Der Verdächtige, auf den die Beschreibung aus dem letzten Beitrag passt, die auch von Tagesschau und Tagesthemen verbreitet wurde, war wohl doch nicht der Täter. Der Pakistaner wurde inzwischen auch wieder auf freien Fuss gesetzt. Das erinnert uns daran, dass bis eine Information gesichert ist, manchmal viel Zeit ins Land gehen kann, selbst bei auf den ersten Blick eindeutigen Indizien. Doch wer daraus schliesst, man darf nichts berichten und muss den Stand der Ermittlungen verschweigen, bis es gesicherte Erkenntnisse gibt, lebt in der falschen Epoche. Wenn in Zeiten von Social Media schon so viele andere Quellen, ob nun vertrauenswürdig oder nicht, Informationen verbreiten, dann wird das Schweigen für ein Leitmedium zu einer Aussage.

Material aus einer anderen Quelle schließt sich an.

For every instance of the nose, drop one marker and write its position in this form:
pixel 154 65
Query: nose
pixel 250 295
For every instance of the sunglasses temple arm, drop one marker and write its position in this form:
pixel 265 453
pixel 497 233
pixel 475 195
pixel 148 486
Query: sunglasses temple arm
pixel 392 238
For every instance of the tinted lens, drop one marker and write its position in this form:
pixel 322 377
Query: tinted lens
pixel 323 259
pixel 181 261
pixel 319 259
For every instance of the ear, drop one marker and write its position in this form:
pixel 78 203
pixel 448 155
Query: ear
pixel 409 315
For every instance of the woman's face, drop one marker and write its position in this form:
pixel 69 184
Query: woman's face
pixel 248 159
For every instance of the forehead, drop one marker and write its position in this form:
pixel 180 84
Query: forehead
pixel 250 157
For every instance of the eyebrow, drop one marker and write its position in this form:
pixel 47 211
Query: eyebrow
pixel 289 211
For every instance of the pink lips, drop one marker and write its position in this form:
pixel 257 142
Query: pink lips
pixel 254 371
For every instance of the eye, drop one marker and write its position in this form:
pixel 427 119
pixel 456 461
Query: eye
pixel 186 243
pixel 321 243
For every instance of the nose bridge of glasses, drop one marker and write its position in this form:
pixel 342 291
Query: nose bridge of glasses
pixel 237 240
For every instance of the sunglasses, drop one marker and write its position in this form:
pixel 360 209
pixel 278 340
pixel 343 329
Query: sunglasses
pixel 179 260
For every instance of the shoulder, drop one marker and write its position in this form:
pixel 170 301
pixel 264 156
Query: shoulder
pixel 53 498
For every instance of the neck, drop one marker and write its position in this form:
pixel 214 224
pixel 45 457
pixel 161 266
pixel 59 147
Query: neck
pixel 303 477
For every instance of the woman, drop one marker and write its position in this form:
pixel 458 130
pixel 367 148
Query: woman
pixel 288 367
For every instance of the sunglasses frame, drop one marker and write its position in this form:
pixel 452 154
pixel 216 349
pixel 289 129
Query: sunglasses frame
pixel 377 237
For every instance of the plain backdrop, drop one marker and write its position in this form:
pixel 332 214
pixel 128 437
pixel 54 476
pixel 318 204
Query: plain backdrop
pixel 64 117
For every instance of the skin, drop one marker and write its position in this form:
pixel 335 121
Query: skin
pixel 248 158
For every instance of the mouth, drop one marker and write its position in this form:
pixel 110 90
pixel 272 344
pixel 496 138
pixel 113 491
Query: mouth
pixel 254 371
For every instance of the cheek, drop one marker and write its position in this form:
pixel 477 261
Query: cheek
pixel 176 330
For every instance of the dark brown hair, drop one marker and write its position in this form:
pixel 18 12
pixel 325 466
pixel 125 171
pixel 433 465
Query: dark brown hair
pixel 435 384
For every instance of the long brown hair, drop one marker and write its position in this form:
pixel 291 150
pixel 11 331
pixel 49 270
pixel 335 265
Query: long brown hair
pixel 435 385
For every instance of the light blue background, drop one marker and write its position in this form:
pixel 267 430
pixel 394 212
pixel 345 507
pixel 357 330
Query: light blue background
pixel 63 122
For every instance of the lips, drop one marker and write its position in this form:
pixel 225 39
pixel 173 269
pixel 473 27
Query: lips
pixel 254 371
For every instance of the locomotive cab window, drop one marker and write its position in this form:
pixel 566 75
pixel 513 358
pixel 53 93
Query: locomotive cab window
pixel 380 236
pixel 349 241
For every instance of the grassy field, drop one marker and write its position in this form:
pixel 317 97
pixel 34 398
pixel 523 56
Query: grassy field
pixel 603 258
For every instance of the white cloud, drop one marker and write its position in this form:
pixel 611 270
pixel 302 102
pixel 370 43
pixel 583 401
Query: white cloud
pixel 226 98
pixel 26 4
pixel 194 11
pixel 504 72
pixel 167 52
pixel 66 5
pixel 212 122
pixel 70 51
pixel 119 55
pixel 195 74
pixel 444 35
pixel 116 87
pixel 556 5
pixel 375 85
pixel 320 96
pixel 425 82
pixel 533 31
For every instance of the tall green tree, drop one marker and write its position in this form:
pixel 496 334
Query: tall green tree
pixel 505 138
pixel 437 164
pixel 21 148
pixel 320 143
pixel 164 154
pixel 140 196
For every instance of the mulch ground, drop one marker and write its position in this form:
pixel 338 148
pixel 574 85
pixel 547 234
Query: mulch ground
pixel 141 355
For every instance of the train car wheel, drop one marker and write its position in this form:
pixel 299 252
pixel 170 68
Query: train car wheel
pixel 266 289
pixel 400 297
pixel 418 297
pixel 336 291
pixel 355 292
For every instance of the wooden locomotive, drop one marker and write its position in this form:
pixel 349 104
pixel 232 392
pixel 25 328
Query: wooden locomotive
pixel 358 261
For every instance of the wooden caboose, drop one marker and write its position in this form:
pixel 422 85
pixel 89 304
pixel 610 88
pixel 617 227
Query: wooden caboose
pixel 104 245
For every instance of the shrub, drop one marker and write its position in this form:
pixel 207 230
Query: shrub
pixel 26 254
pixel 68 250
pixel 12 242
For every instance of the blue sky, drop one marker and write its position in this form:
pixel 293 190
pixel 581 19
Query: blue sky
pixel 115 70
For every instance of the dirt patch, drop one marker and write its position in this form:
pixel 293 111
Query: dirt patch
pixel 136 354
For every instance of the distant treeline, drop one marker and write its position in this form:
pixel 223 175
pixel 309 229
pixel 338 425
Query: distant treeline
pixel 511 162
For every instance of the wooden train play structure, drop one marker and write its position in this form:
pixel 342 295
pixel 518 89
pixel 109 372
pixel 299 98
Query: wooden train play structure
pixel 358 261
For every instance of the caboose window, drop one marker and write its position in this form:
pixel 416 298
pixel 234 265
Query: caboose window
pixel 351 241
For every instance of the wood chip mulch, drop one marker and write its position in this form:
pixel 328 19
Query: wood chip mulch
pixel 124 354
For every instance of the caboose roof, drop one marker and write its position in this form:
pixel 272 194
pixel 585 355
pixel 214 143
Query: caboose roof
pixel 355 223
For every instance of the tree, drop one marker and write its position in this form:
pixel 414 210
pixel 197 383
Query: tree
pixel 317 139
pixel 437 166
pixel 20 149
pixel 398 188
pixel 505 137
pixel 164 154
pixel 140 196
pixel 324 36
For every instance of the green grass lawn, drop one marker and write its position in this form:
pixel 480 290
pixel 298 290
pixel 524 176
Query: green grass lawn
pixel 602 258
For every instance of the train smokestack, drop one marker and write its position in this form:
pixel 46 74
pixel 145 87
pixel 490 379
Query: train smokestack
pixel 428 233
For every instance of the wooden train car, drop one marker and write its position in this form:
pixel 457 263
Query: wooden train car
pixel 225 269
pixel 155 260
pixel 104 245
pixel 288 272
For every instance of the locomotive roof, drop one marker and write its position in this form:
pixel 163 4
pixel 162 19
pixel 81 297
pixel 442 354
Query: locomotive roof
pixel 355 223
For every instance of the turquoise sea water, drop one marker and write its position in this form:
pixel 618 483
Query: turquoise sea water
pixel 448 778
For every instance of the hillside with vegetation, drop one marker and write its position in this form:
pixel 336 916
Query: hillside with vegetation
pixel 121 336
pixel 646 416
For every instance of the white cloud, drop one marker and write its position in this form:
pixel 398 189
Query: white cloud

Die übermässige Vorsicht der Tagesschau hat auch sie nicht davor bewahrt, einen falschen Verdächtigen zu präsentieren. Aber das Gute an der Reichweite solcher Medien ist: Sie können effektiv richtigstellen, wenn sie falsch berichtet haben. Kleinere Medien werden mit ihren einzelnen Nachrichten schnipselweise in Online-Posts auf Facebook, Twitter und Co. verteilt und bleiben ohne Chance, alle Leser einer Nachricht auch mit einer Richtigstellung zu erreichen.

Es dauert wohl noch ein wenig, bis diese Erkenntnis bei der Tagesschau angekommen ist.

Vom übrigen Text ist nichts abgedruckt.